I’ve run into inconsistencies with the second-stage weights (WTFINL) for April and June 2001. For these two months, the estimates for population calculated using WTFINL are significantly lower than the expected trend and the published numbers.
It appears that the weights based on the 2000 population controls were found to be problematic, giving estimates that were far too low. It was noted in a forum thread that this was due to mismatches in identifiers (here). As a result, on August 6, 2015, these two months were reverted to the original weights, pre-2000 population controls (noted here).
While the original weights don’t lead to as significant a drop in population estimates as the ones based on the 2000 population controls, the drop is still meaningful, as seen in the figure above.

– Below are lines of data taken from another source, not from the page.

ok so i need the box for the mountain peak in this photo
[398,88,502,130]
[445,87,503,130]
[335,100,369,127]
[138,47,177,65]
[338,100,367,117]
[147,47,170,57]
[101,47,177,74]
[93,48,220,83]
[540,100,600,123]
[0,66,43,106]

In addition, the sample sizes fluctuate quite a bit, with April and June 2001 having significantly more observations than March and May. This was noted in a forum thread from 2016 (here).
I’m following up on this issue - has the problem with the weights based on the 2000 population controls been resolved? And if not, does IPUMS have a way for handling the drop in population we continue to see in April and June 2001 when using WTFINL?
You are correct that an issue with WTFINL in the April and June 2001 CPS samples was corrected by IPUMS in 2015. The issue was that the new weights introduced by the Census Bureau, which incorporated population controls based on 2000 census data, produced implausible estimates for the April and June 2001 samples specifically. The issue was isolated to those months. While the Census Bureau has not issued a corrected weight for these samples, IPUMS made the decision to replace the 2000 population-based weights with the weights that use 1990 population estimates for just the data April and June 2001. These two samples therefore use a weight that’s slightly different from the weight used in neighboring samples. The original, unharmonized weight variable used in these two samples is UH_ZWGT_2001, and it uses 1990 population controls. Because the U.S. population was different in 1990 versus 2000, we expect that population estimates in the April and June 2001 samples will look different from population estimates in neighboring samples, which use weights based on the 2000 population.
IPUMS does not have a specific recommendation of how users should treat these data, given that they use different weights. We recommend that users publishing research using these samples note in their work that the weights in April and June of 2021 use different population controls than the weights in the other 2001 samples.
The sample sizes in the April and June 2001 samples are larger due to an oversampling of State Children’s Health Insurance Program (SCHIP) participants in April, June, July, and August of 2001.